In fact I've used Kubespray[1] to setup a cluster with Ansible before with mild success. Nothing production ready, but it's actually a good tool for that job. At the end of the day you can't run Kubernetes on Kubernetes :D

[1]: https://github.com/kubernetes-incubator/kubespray

I really think that all Kubernetes related posts and articles need a footnote -

"Kubernetes allows you to scale simply!"*

"Kubernetes takes minutes to set up!"*

*When using GKE or another managed service.

I guess it depends on your definition of "small projects". I agree with the article that if you are interested in getting something out there for people to use and see what kind of interest you get, then adding Kubernetes to the mix doesn't really get you there faster. If anything, I think it would slow you down, unless we are talking about a very trivial app.

I was responding more to the comments I had been reading, not the premise of the article.

How do you configure it with a master postgress db that is persistent over reboots, hooked up to two hot slaves? With ability to do of site backup?

All deployments I have seen so far have been immutable infi scale webapps. That is easy.

That's true. Stateless apps are a lot easier. I have myself had to put a stateful service in K8s even before they had StatefulSets and it wasn't a walk in the park.

However doing what you described is hard... anywhere.

Even if you do it all by hand it's going to be hard and most likely brittle. It might take a bit more time/effort to do that on Kubernetes but I would say you would end up being a better solution that can actually sustain change.

As stated before by many, Kubernetes is not a magic wand. But it does force you to build things in a way that can sustain change without a big overhead.

We all know that different tools have different purposes and I'm not advocating it's perfect by any means. All I'm trying to say is that this idea - that a lot of people have - that Kubernetes is 10x more complex than doing X by hand is an illusion.

I think the number of containers rather than the number of machines should be the leading factor.

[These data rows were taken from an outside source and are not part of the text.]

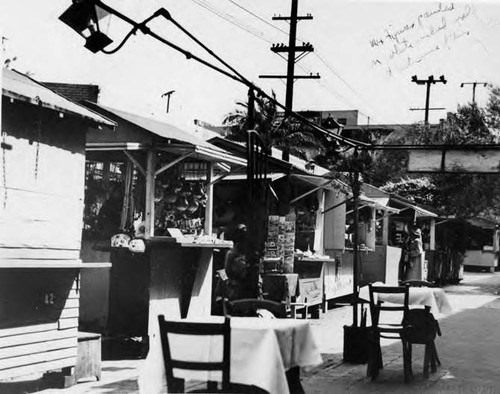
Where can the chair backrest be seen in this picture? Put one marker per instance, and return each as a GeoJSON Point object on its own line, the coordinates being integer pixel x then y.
{"type": "Point", "coordinates": [249, 306]}
{"type": "Point", "coordinates": [398, 307]}
{"type": "Point", "coordinates": [197, 329]}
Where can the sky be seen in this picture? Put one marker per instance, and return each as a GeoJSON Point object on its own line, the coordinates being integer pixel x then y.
{"type": "Point", "coordinates": [364, 51]}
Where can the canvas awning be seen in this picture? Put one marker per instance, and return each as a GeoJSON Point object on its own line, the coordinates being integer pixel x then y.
{"type": "Point", "coordinates": [420, 212]}
{"type": "Point", "coordinates": [18, 86]}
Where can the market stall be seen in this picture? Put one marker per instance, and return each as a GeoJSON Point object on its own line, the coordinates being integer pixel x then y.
{"type": "Point", "coordinates": [391, 232]}
{"type": "Point", "coordinates": [304, 241]}
{"type": "Point", "coordinates": [41, 200]}
{"type": "Point", "coordinates": [158, 227]}
{"type": "Point", "coordinates": [478, 241]}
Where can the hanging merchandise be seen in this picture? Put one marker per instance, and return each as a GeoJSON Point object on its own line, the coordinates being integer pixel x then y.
{"type": "Point", "coordinates": [181, 203]}
{"type": "Point", "coordinates": [169, 194]}
{"type": "Point", "coordinates": [4, 167]}
{"type": "Point", "coordinates": [192, 204]}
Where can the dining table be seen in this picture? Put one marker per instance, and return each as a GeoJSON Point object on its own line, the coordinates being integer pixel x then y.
{"type": "Point", "coordinates": [263, 353]}
{"type": "Point", "coordinates": [434, 297]}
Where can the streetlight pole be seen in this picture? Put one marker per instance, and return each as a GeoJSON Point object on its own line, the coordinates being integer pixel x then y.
{"type": "Point", "coordinates": [428, 82]}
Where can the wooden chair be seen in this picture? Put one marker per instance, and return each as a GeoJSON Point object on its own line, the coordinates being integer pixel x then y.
{"type": "Point", "coordinates": [388, 329]}
{"type": "Point", "coordinates": [176, 385]}
{"type": "Point", "coordinates": [248, 307]}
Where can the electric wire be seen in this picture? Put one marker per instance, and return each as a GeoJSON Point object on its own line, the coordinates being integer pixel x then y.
{"type": "Point", "coordinates": [232, 20]}
{"type": "Point", "coordinates": [259, 17]}
{"type": "Point", "coordinates": [236, 76]}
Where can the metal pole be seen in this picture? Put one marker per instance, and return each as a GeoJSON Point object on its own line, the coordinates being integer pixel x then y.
{"type": "Point", "coordinates": [427, 101]}
{"type": "Point", "coordinates": [291, 56]}
{"type": "Point", "coordinates": [356, 189]}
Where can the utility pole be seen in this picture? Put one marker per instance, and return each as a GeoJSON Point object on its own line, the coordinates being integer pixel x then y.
{"type": "Point", "coordinates": [428, 82]}
{"type": "Point", "coordinates": [292, 49]}
{"type": "Point", "coordinates": [474, 84]}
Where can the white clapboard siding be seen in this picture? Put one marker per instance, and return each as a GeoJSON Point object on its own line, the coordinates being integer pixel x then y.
{"type": "Point", "coordinates": [72, 303]}
{"type": "Point", "coordinates": [37, 328]}
{"type": "Point", "coordinates": [37, 358]}
{"type": "Point", "coordinates": [70, 322]}
{"type": "Point", "coordinates": [58, 171]}
{"type": "Point", "coordinates": [38, 368]}
{"type": "Point", "coordinates": [32, 253]}
{"type": "Point", "coordinates": [36, 220]}
{"type": "Point", "coordinates": [72, 312]}
{"type": "Point", "coordinates": [33, 348]}
{"type": "Point", "coordinates": [37, 337]}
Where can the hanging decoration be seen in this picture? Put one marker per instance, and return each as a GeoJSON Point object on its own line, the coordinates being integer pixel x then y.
{"type": "Point", "coordinates": [5, 147]}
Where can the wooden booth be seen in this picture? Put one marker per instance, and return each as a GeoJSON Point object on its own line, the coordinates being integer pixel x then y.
{"type": "Point", "coordinates": [305, 235]}
{"type": "Point", "coordinates": [153, 184]}
{"type": "Point", "coordinates": [41, 203]}
{"type": "Point", "coordinates": [392, 218]}
{"type": "Point", "coordinates": [481, 242]}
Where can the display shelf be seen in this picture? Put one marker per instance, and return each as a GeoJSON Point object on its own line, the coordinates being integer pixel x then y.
{"type": "Point", "coordinates": [60, 264]}
{"type": "Point", "coordinates": [190, 244]}
{"type": "Point", "coordinates": [314, 260]}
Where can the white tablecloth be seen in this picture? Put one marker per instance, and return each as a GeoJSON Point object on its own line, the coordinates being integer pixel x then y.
{"type": "Point", "coordinates": [434, 297]}
{"type": "Point", "coordinates": [261, 352]}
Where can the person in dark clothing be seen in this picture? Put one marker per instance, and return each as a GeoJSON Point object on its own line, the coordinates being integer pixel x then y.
{"type": "Point", "coordinates": [237, 269]}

IMHO it makes sense for most setups that have multiple micro-services that need to interact with each other. A single node cluster running a single container is kind of pointless; I agree. And you are not going to run much more than that on a micro instance. So, I agree with the main point of the article that this probably is not an appropriate setup for any kind of home setup unless of course you really want to have kubernetes (which would be a valid reason for attempting this).

If you run multiple microservices you have most of the problems that kubernetes solves out of the box and attempting to solve those by manually gobbling together bits of infrastructure outweighs the financial overhead of running kubernetes. So any moderately small setup where you are in any case going to have 2 or 3 machines running multiple containers, you probably should be looking at kubernetes.

So, if you are in Google or amazon, hosted kubernetes is definitely worth considering. You probably want a loadbalancer as well. So, at that point you are looking at ~50-100+$ per month anyway for a couple of instances, a LB and whatever else you need (e.g. RDS, S3, etc).

For anything running commercially, that's entirely defensible. Yes you can run cheaper on bare metal but people tend to forget all the hours doing devops stuff are also cost you. A day of a competent dev will easily run you kubernetes for quite some time. Unless your devs are super bored, make them spend their hours on more valuable stuff than reinventing wheels.